The artists Gary Hume and Georgie Hopton have been a couple for nearly 30 years, yet they have always kept their respective practices separate. But now, for the first time, they are showing together with two joint exhibitions in London and New York. Both are devoted to works-on-paper and the first, Hurricanes Hardly Ever Happen (until 3 April), opened last week at Lyndsey Ingram Gallery in Mayfair, with a packed opening of guests including the musician Jarvis Cocker and the artists Jeremy Deller, Gavin Turk and Deborah Curtis, who gathered to salute what turns out to be a highly symbiotic double vision. The second shared show will be unveiled on Ingram’s stand at New York’s Armory Show this week.
“When the idea of exhibiting with Georgie was mooted I jumped at the chance,” says Hume, who adds that while he felt he had seen Hopton’s work alongside his before, “somehow the connections between us were not explicit.” Hopton, who was in charge of selecting and curating both the shows, noticed that once she started to put their works together these connections quickly became very evident. “The works built instant bridges between themselves… a mark in a drawing by Gary echoed a line, a thread or piece of organic matter in a work by mine. Photographs by me echoed drawings by him. Abstract compositions by each of us were distant twins.”
Such correspondences chime throughout the London show. Seeing Hume and Hopton’s works together en masse is on many levels a testament both to the closeness of their relationship, and to their common aims—their shared sense of the interconnectedness of things. Whether in a self-portrait photograph of Hopton sitting on a pumpkin whilst elegantly holding its provocatively-positioned stalk, or in Hume’s screen-print-on-aluminum card of a cheerleader’s stem-like arm ending in the tousled bloom of a pompom, there’s a quiet playfulness and a refined pleasure in the decorative, underpinned by consistently precise and rigorous execution. Both artists use an off-kilter palette and also pay keen attention to the humble and overlooked. In many instances, what might often appear to be abstract or random is never so, but always carefully considered and rooted in a concrete and keenly observed reality. A vividly coloured cluster of pastel scribbles by Hume turns out to be the overlaid characters of the entire Arabic alphabet, while the similarly tangled strands of wool, twine and leaves in Hopton’s After the Deluge (2019) were composed by superimposing and then meticulously editing line drawings made from nature.
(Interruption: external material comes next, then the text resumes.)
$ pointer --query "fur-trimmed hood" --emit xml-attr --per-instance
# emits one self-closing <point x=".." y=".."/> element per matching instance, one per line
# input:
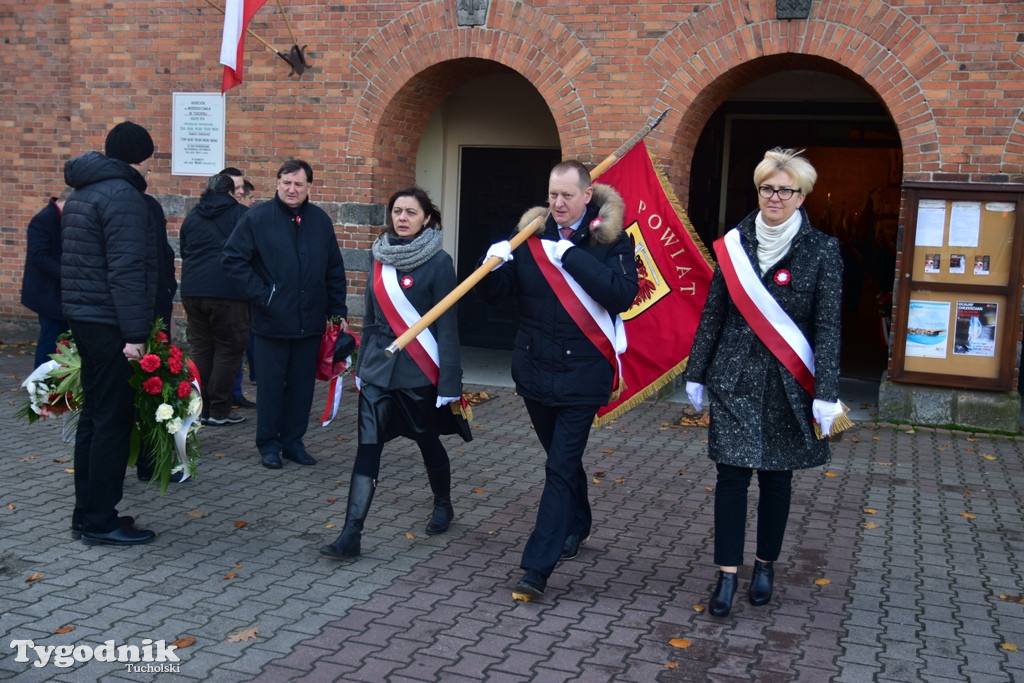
<point x="610" y="209"/>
Given that Hume and Hopton divide their time between a London townhouse and a farm in rural upstate New York, it is especially appropriate that the pair are simultaneously showing on both sides of the Atlantic. They plan their annual migration to and from their homes not to co-ordinate with the activities of the art world but to be in tune with the natural cycles of their New York farm—arriving in spring for planting and then returning from midsummer to October for growing and harvest. This shared involvement in nature and often intense work on the land is then filtered through concentrated time spent in the studio and feeds into each of their work in multifarious ways. In the case of Hopton, this literally manifests itself in the flowers and the vegetables she photographs, as well as in the stalks, pulses and seeds she uses directly as materials. She even uses horticultural terms to describe her husband’s artistic modus operandi, declaring that in making his work Hume “ploughs and plants simultaneously”.
The collective title of this twofold double act is Hurricanes Hardly Ever Happen, a line taken from My Fair Lady (1965), which Hopton says applies both to the works she has chosen as well as to her marriage. “For the most part there is harmony and a little drama, but every so often something disrupts the calm.” Be that as it may, on the evidence of the first of these two shows, this is a rich and ongoing artistic dialogue that in all its different facets has evidently been of great benefit to its two participants. Now, for a short time it can be enjoyed by all of us.